60 - A propósito dos referidos contratos com eficácia real, cabe notar os ensinamentos de Pires de Lima e Antunes Varela, quando, em anotações ao art.º 408.º do CC, nos dizem que “Destes contratos ditos reais (quoad effectum), por terem como efeito imediato a constituição, modificação ou extinção dum direito real (e não apenas as obrigações tendentes a esse resultado) distinguem-se os chamados contratos reais (quoad constitutionem), que exigem a entrega da coisa como elemento da sua formação (cfr. arts. 1129.º, 1142.º e 1185.º) ”.
Estamos, assim, perante contratos em que a propriedade da coisa vendida se transfere, sem mais, do vendedor para o comprador, tendo, como causa, o próprio contrato.

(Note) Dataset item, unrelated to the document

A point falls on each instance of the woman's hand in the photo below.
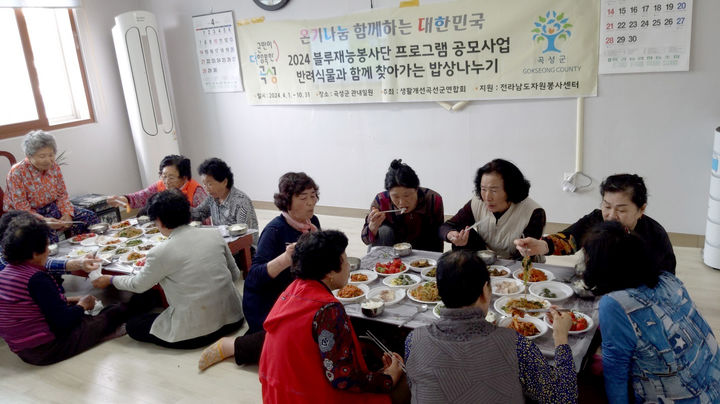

61 - Também da jurisprudência, designadamente do Acórdão do STJ n.º 03B4369 de 19/02/2004, disponível em: www.dgsi.pt, se retira que, face ao disposto no art.º 408.º, n.º 1, do C. Civil, "a constituição ou transferência de direitos reais sobre coisa determinada dá-se por mero efeito do contrato, salvas as excepções previstas na lei". É o caso do contrato de compra e venda de veículo automóvel (art.ºs 874.° e 879.º al. a) do C. Civil), o qual não depende de qualquer formalidade especial, sendo válido mesmo quando celebrado por forma verbal - conf. Ac do STJ de 3-3-98, in CJSTJ, 1998, ano VI, Tomo I, pág. 117”. (sublinhado nosso)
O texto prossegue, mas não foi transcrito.